Patrick Wintour, political editor 
The Guardian, Saturday December 22 2007 

Coal-fired power stations, airport expansions and new road schemes could all
be put on hold following a decision by Gordon Brown that ministers must in
future take account of the true economic cost of climate change damage.

Ministers have been instructed to factor into their calculations a notional
"carbon price" when making all policy and investment decisions covering
transport, construction, housing, planning and energy.

That price - which will increase annually - is intended to frame all
day-to-day policy and investment decisions for the next 30 years. 

As a result carbon-free or clean technologies, including nuclear power, have
been given a significant boost as they will now become relatively less
expensive than polluting technologies.

The "shadow price for carbon", representing the cost to society of the
environmental damage, has already been agreed for every year up to 2050 by
government economists. It will be set at £25.50 a carbon tonne for 2007,
rising annually to £59.60 a tonne by 2050.

The climate change minister, Phil Woolas, said: "This will have huge
implications for [the] government. If for instance a new power station is
due to cost £1bn, but it will add £200m worth of carbon emissions, we will
decide that the cost of the power station is £1.2bn, even though its cash
price is £1bn. We are creating a new currency." 

In theory the carbon price will create a bias against roads and
carbon-emitting coal stations and make new "zero carbon" building
regulations appear more economic.

Decisions about investments in new nuclear power stations will be made
exclusively by the private sector, but the social carbon price is likely to
affect the role of regulators and make them more willing to back nuclear as
opposed to other more carbon emitting energy technologies. 

It has also been agreed that every major Whitehall policy and investment
decision will be monitored over the next year to check that policymakers are
actually incorporating the shadow price of carbon.

Woolas said: "This is far bigger than people realise. It is intellectually
thought-through and very tough. Gordon Brown may not ride a bike, but by god
he is showing a lead." 

Tony Juniper, the head of Friends of the Earth, said the "carbon price"
could change economic calculations around issues such as a third runway at
Heathrow. He added: "At the moment there are gaping holes in government
policy with them professing concern for climate change on one hand, and
rushing to expand airports and widen roads on the other. If this helps to
fill in that gap then it has to be a step in the right direction. Whether it
works or not will depend on whether they have set the carbon price high
enough."

The price has been set at a level calculated to ensure the government can
meet its major policy target of stabilising carbon emissions at between 450
and 550 parts per million carbon, the figure recommended by the review
conducted for the Treasury by Sir Nicholas Stern. 

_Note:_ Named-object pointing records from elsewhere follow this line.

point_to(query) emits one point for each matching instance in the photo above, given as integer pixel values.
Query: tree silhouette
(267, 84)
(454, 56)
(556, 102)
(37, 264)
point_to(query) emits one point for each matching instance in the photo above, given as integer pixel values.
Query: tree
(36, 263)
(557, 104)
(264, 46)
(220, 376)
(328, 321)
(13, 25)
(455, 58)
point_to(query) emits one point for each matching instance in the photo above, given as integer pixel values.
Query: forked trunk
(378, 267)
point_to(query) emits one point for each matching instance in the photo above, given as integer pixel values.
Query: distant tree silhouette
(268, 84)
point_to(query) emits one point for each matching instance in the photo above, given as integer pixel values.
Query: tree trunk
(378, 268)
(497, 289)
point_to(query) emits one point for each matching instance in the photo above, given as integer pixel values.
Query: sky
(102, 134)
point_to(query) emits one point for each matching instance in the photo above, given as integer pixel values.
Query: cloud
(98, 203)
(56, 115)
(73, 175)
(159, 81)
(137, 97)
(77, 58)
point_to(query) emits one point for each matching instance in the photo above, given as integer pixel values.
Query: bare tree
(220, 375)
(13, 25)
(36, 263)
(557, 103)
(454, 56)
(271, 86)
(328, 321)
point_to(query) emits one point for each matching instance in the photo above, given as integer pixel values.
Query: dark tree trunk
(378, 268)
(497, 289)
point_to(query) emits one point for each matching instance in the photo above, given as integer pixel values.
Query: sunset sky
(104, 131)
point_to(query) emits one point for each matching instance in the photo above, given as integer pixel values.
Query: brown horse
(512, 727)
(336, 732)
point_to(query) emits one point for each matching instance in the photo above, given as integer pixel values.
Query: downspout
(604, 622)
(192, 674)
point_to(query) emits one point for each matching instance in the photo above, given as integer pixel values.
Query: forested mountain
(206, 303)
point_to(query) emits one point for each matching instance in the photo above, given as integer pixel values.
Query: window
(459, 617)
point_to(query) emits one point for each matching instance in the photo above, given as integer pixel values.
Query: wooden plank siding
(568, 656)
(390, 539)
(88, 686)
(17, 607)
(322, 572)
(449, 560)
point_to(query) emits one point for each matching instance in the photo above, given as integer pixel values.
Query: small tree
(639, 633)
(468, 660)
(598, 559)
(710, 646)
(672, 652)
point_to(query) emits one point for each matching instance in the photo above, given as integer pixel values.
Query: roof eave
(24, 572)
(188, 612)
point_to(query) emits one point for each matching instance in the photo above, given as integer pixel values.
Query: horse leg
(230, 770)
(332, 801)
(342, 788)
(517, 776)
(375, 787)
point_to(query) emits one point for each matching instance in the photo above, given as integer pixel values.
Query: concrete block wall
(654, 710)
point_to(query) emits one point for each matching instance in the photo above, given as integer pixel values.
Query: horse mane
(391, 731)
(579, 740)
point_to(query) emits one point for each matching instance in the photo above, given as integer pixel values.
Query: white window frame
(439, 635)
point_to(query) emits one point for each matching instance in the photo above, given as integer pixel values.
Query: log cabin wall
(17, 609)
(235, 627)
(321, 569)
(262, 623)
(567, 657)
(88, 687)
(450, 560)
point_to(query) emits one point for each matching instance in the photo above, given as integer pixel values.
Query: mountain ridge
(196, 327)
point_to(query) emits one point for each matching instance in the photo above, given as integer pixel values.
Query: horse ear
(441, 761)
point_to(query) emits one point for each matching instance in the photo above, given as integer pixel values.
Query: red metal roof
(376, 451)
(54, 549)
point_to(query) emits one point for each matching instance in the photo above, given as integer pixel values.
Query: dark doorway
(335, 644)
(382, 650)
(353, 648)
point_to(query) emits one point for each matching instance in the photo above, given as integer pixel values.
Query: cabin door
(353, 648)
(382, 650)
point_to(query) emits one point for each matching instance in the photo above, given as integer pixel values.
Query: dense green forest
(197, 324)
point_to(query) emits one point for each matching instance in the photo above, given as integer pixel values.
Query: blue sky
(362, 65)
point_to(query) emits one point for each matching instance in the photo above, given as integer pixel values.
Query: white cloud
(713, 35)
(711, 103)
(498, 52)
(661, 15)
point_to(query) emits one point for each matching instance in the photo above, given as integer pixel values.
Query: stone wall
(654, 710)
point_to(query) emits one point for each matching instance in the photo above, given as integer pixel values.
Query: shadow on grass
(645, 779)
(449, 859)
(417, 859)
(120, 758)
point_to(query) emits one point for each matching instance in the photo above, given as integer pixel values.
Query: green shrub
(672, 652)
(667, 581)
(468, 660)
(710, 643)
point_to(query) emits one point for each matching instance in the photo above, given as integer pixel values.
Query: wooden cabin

The review found that the costs of addressing climate change now will be
cheaper than the costs of doing so later. 

The shadow price is partly drawn from new modelling on the scale of the
threat posed by climate change and partly by economic work undertaken by
McKinseys and the Stern review on behalf of the Treasury on the economic
costs of failing to address climate change. 

The price is intended to take into account the full global costs of the
damage carbon causes over the whole of its time in the atmosphere. 

Equivalent values will be used for other greenhouse gases.

A note setting out the government's thinking prepared in part by the chief
economist at the Department for Environment Food and Rural Affairs, Richard
Price, says ministers must refer to the shadow price. It states: "It is
important that the shadow price for carbon is applied consistently and
universally across decisions in government with significant implications for
emissions of carbon and other greenhouse gases."